Having covered direct view, we can move on to rear projection sets. Confusingly, LCDs make another appearance here. Rather than making a huge panel of LCD material and switches and so on so you can look directly at it, you could shrink the panel down to a really small size. You then combine three of these panels, one each for red, green, and blue, and project a color image to the front of the TV using a powerful backlight. The TV takes a normal TV signal at its inputs, digitizes it, scales the picture from the normal NTSC resolution up to the resolution of the panel and projects the resulting image to the front of the screen for you to see. Magic.
Of course, this process can work in the opposite direction too, giving you a front projector. But I’m not going to get into that right now, because now I have to cover DLP.
The heart of a DLP television is an integrated circuit whose surface is covered with microscopic mirrors that are hinged. The control system can tell the mirror which way to tilt. Tilt one way, and the pixel is on. Tilt the other way, and the pixel is off. Make the mirror dance back and forth really fast, and you can get dithered gray scale values between 0 and 1024. To generate color, the image processing system spins a wheel with color filters on it past the chip so that you get a red, green, then blue image flashing past your face fast enough to look like a color picture.
So, just to be clear.
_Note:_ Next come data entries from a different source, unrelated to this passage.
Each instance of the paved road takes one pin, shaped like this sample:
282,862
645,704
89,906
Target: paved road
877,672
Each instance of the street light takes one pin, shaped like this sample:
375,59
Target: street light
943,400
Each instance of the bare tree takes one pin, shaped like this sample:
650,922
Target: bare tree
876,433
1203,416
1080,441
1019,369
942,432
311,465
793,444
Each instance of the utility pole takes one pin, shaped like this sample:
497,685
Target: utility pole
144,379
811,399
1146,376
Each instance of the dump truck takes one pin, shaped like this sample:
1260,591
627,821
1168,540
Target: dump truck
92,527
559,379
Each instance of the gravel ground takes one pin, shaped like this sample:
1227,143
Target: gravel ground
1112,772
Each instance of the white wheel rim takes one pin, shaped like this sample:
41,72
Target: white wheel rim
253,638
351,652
The TV uses microscopic mirrors, that flash back and forth faster than you can notice. Yeah right. Those poor souls.
After all this shopping, the TV that I settled on actually uses a combination of LCD and DLP type technologies to get its job done. The Sony SXRD televisions uses a form of “LCoS”, or Liquid Crystal on Silicon chips to generate a picture. Here, instead of a hinged mirror, you have a reflective substrate behind an LCD layer. Turn the pixel on, and the LCD is clear, and light reflects off of the substrate. Turn of the pixel off, and the LCD goes black. No light. LCoS combines many of the advantages of the LCD projection machines (3 panels, no color wheel) with the DLP sets (less space between pixels, because the switching hardware can be behind the glass, and they are reflective rather than transmissive, and thus have higher contrast).
Again, this is completely unbelievable. What is really going on is that the the souls of millions of poor electrical engineers are packed into the cabinet of that 50 inch diagonal back projection TV that you just ordered, and they are all shining tiny little flashlights at you to allow you to watch TV.
Or at least that’s how it may as well work.